Grevillea cheilocarpa
- Conservation status: Least Concern (IUCN 3.1)

Scientific classification
- Kingdom: Plantae
- Clade: Embryophytes
- Clade: Tracheophytes
- Clade: Spermatophytes
- Clade: Angiosperms
- Clade: Eudicots
- Order: Proteales
- Family: Proteaceae
- Genus: Grevillea
- Species: G. cheilocarpa
- Binomial name: Grevillea cheilocarpa Makinson

= Grevillea cheilocarpa =

- Genus: Grevillea
- Species: cheilocarpa
- Authority: Makinson
- Conservation status: LC

Species of plant endemic to Western Australia

Grevillea cheilocarpa is a species of flowering plant in the family Proteaceae and is endemic to a restricted area in the south-west of Western Australia. It is a shrub with silky-hairy, egg-shaped leaves with the narrower end towards the base, and yellow flowers.

==Description==
Grevillea cheilocarpa is a shrub that typically grows to a height of up to 3 m. Its leaves are egg-shaped with the narrower end towards the base or spatula-shaped, 12–32 mm long and 7–13 mm wide, both side densely covered with silvery, silky hairs. The flowers are arranged in cylindrical groups 20–40 mm long on the ends of branchlets and are yellow, the pistil 6.5–8.0 mm long with long hairs on the back. Flowering has been observed in September and the fruit is a flattened, elliptical follicle 10–12 mm long.

==Taxonomy==
Grevillea cheilocarpa was first formally described in 2000 by Robert Owen Makinson in the Flora of Australia, based on plant material collected in the Dragon Rocks Nature Reserve in 1984. The specific epithet (cheilocarpa) means "beak-fruited", referring to a flange on the fruit.

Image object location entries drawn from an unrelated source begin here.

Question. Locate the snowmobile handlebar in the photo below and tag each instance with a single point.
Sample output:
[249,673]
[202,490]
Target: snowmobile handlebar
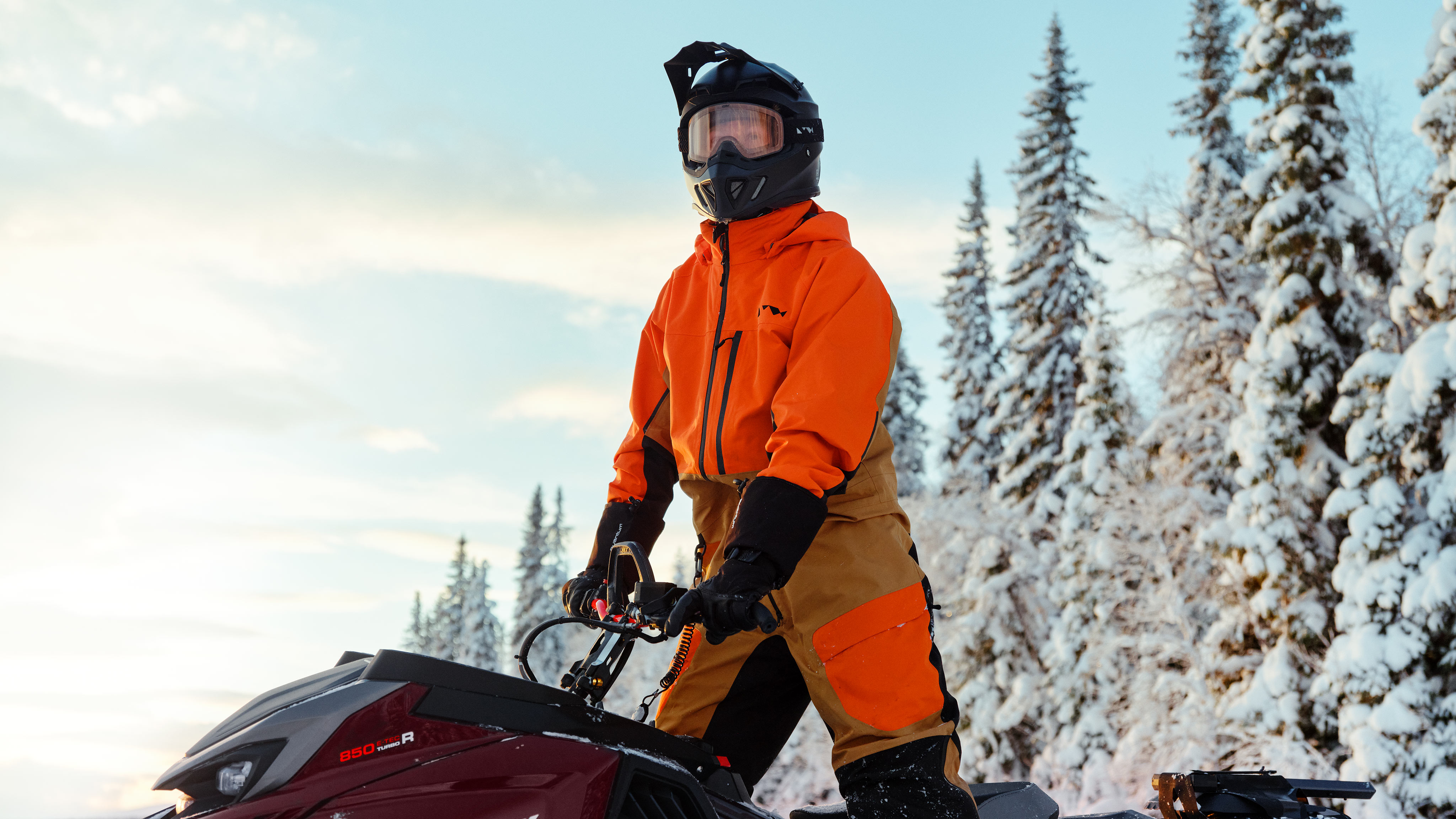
[523,659]
[622,619]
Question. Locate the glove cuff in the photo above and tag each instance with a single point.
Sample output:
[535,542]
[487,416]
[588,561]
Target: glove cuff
[624,522]
[778,519]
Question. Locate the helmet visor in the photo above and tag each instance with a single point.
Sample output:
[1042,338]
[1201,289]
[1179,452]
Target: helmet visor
[752,129]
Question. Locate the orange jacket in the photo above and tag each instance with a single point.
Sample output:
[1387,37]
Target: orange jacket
[771,365]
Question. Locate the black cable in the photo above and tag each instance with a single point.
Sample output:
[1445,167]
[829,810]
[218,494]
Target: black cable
[602,624]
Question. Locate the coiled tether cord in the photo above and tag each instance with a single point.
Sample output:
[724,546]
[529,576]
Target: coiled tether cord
[685,643]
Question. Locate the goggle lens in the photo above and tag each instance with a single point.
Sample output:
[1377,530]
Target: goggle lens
[752,129]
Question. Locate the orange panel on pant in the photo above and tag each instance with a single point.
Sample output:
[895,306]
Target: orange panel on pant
[877,658]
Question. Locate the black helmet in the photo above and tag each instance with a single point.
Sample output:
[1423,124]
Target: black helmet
[749,132]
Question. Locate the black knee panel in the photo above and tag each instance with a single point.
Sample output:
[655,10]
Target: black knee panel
[905,783]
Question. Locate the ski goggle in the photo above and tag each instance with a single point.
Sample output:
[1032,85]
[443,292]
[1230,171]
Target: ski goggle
[752,129]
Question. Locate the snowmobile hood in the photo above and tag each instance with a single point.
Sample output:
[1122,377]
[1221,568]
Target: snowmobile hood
[768,235]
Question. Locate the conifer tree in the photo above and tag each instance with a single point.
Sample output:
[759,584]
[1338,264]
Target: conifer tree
[999,556]
[975,359]
[1209,289]
[902,417]
[1100,571]
[481,632]
[417,637]
[1388,672]
[448,620]
[1049,288]
[538,596]
[1278,551]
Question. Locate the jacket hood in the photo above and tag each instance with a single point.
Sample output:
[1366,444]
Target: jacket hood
[769,234]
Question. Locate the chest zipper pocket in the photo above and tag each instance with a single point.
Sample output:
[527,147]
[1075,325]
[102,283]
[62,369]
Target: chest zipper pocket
[723,407]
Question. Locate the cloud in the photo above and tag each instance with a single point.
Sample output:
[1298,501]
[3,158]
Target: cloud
[583,408]
[398,441]
[429,547]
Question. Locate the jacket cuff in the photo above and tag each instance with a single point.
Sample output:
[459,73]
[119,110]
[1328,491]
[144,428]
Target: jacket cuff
[624,522]
[780,519]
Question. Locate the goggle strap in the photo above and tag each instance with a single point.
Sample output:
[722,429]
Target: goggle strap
[803,130]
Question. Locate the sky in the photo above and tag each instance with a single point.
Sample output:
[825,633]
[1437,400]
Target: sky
[295,295]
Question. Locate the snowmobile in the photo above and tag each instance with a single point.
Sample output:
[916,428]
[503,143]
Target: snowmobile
[397,735]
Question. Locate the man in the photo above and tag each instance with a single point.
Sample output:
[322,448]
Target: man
[759,385]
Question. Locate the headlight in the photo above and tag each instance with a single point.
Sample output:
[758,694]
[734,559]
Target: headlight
[231,779]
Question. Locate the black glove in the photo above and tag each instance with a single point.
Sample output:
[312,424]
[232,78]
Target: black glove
[727,603]
[579,592]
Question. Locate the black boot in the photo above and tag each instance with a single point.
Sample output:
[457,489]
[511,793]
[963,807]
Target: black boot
[905,783]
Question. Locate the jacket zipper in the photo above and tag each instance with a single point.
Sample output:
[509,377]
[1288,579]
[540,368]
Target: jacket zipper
[723,408]
[721,237]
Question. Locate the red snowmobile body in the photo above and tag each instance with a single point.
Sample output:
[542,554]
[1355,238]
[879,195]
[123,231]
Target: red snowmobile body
[398,737]
[401,735]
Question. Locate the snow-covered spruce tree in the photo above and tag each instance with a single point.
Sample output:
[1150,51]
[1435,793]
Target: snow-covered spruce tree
[1276,550]
[1390,669]
[417,636]
[448,620]
[975,359]
[1100,571]
[1208,290]
[998,556]
[481,633]
[903,400]
[538,592]
[1049,288]
[804,771]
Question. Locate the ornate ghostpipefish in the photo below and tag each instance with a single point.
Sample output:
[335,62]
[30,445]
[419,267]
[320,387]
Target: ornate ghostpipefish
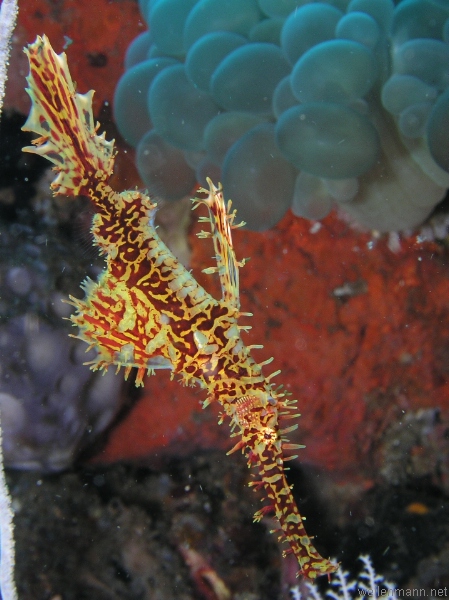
[147,311]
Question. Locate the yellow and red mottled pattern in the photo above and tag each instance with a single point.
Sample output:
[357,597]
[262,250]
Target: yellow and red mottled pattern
[147,311]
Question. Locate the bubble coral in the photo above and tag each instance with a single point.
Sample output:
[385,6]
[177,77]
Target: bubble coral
[343,101]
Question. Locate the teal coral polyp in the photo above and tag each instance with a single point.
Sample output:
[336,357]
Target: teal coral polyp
[349,98]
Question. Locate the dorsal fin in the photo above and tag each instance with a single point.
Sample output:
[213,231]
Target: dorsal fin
[65,122]
[221,221]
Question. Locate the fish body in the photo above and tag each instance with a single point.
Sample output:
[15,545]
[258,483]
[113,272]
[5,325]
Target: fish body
[147,311]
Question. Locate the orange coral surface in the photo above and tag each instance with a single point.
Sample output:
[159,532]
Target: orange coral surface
[361,334]
[94,33]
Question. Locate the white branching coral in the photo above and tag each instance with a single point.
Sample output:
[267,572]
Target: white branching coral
[368,584]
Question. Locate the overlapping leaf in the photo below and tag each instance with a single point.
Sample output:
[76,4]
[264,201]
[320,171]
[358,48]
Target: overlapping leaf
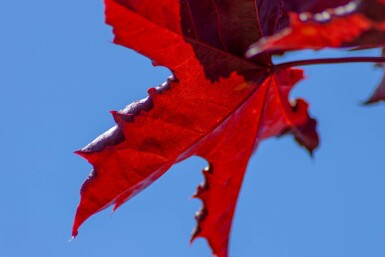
[355,24]
[218,104]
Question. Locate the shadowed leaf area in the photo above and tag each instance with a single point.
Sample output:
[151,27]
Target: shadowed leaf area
[218,104]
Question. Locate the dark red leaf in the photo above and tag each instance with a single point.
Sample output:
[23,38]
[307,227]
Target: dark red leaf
[217,105]
[358,23]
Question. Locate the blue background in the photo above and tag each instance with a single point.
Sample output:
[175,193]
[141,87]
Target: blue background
[59,77]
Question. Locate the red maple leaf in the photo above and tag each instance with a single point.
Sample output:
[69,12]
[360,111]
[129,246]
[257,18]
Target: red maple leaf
[218,104]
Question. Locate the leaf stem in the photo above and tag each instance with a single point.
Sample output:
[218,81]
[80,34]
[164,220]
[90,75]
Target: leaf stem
[328,61]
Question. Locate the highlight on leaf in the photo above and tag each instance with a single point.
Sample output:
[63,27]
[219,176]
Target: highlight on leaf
[218,104]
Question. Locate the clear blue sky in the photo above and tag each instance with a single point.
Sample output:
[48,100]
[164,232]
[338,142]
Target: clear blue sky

==Distribution and habitat==
Grevillea cheilocarpa usually grows in low heath and is only known from the type location and between Hyden and Varley in the Mallee biogeographic region of inland south-western Western Australia.

==Conservation status==
Although it is only known from two locations and has a restricted distribution, there are no known current major threats to the species. It is listed as not threatened, by the Government of Western Australia Department of Biodiversity, Conservation and Attractions and as least concern on the IUCN Red List of Threatened Species. Increased fire frequency may pose a threat in the future.